Like his rodent rival, Mickey Mouse, and those other critters from Disneyland, Asterix now boasts a theme park outside Paris. Over the past decade, three live-action Asterix movies have hammered Hollywood films in French cinemas; the most recent one, Asterix at the Olympic Games, was one of the top-grossing movies of 2008. And while the U.S. has remained largely immune to the Gaul's charms, his celebrity has been recognized by at least one venerable American publication: Asterix made the cover of a 1991 TIME magazine special edition on "the new France."
But Asterix's success presents a problem. How can a huge commercial hit continue to represent the little guy? Asterix is not just the biggest comic-book star in France these days, but in the whole of Europe.

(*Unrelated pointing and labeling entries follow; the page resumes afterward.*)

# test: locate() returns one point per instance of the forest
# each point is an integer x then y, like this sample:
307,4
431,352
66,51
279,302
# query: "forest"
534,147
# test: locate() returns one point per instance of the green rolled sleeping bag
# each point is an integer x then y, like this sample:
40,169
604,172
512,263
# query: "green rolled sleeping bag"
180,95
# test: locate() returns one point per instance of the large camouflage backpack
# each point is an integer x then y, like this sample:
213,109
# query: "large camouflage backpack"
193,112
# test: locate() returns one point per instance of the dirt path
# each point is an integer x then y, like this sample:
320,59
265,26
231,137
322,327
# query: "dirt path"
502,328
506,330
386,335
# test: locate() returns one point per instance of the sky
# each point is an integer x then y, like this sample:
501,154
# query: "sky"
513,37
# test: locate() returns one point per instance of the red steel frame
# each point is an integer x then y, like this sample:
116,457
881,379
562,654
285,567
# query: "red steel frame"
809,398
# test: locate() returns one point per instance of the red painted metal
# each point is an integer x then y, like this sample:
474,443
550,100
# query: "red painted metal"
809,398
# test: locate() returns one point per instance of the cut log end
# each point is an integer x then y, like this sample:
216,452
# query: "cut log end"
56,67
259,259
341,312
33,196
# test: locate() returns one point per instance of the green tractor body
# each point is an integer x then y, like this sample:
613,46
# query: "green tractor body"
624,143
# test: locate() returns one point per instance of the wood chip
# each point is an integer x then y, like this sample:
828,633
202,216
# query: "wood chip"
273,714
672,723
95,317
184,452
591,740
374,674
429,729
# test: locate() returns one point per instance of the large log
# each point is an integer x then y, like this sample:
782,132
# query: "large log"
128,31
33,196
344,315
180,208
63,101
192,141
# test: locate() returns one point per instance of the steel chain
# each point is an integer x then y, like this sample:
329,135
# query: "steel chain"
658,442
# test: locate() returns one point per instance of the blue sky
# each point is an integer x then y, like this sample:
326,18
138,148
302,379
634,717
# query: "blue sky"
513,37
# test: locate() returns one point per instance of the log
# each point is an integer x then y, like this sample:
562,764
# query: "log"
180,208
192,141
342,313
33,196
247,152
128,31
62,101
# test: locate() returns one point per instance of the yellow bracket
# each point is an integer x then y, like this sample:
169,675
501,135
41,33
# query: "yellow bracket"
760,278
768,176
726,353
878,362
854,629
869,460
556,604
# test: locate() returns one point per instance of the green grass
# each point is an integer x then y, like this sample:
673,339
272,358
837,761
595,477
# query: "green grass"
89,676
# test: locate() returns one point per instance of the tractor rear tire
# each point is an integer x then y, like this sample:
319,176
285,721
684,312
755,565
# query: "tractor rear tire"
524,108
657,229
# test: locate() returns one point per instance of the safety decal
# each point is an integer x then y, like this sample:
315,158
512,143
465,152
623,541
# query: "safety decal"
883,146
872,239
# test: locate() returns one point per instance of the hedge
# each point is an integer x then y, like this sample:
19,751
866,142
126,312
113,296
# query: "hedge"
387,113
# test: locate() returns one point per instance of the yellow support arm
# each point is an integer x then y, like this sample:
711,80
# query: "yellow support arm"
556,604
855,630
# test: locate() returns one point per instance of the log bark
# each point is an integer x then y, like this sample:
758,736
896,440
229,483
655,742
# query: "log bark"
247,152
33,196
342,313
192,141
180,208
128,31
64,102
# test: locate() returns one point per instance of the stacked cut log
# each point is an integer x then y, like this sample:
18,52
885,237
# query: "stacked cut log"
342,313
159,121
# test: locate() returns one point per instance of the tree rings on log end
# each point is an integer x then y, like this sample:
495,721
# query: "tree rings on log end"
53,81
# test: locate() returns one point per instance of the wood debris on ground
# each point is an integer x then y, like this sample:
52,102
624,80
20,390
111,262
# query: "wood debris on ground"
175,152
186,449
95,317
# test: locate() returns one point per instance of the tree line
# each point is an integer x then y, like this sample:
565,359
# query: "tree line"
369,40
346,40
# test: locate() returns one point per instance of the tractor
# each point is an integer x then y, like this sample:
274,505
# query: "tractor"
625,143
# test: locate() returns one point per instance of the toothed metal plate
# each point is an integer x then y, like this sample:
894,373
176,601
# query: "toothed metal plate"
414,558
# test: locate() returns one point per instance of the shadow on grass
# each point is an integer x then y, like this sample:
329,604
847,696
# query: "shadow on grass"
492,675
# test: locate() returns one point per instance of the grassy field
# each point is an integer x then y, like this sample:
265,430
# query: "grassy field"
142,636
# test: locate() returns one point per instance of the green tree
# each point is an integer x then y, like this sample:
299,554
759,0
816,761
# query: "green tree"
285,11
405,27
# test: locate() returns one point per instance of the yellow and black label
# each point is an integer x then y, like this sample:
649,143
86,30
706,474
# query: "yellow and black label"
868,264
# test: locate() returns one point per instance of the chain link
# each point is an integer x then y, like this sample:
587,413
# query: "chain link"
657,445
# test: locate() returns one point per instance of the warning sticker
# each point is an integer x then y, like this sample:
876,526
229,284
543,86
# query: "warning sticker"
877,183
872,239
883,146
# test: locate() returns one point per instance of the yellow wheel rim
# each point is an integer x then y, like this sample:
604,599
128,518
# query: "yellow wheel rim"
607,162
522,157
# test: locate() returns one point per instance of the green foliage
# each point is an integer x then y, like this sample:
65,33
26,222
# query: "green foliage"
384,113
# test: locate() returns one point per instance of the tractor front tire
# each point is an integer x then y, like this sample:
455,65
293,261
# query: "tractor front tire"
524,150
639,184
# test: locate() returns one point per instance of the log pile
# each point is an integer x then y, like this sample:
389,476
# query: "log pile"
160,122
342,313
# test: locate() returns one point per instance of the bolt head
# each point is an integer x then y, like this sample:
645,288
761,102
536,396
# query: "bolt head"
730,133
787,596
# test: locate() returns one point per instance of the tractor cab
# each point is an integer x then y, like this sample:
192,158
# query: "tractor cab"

Asterix merchandising is big business, from video games, plush toys and shampoos to, yes, even McDonald's Happy Meals.
And as much as some of its citizens may continue to romanticize France's place in the world, the Asterix syndrome no longer really applies to France, if it ever did. The world's fifth biggest economy is as globalized as any other country. French businesses such as oil giant Total, retailer Carrefour and carmaker Renault are fixtures in the FORTUNE Global 500. President Nicolas Sarkozy (nicknamed l'Américain) openly admires American entrepreneurialism. Last year, his government announced plans to make youngsters bilingual in French and English by the time they finish school. Frenchmen head two bastions of globalization and capitalism, the World Trade Organization and the International Monetary Fund.
The same goes for the rest of Europe. The patchwork of nations that make up the European Union sports a combined population of half a billion people hardly a small Gallic village forced to defend itself against the onslaught of an economic empire. In ways both obvious and less so, the E.U. is now a superpower of its own.
All that means it's time to rethink the Asterix metaphor. For half a century, the Asterix books have delighted generations with their thrilling adventures, rich characters and subversive comedy. Using those stories to make a political point about France's supposed endangered status demeans the brilliance of the art and writing in the comics, as well as their incredible commercial success. As Uderzo insists, his stories are for children. The idea that France or the rest of Europe needs to be treated as kids as well is, as Asterix might say, pathetix.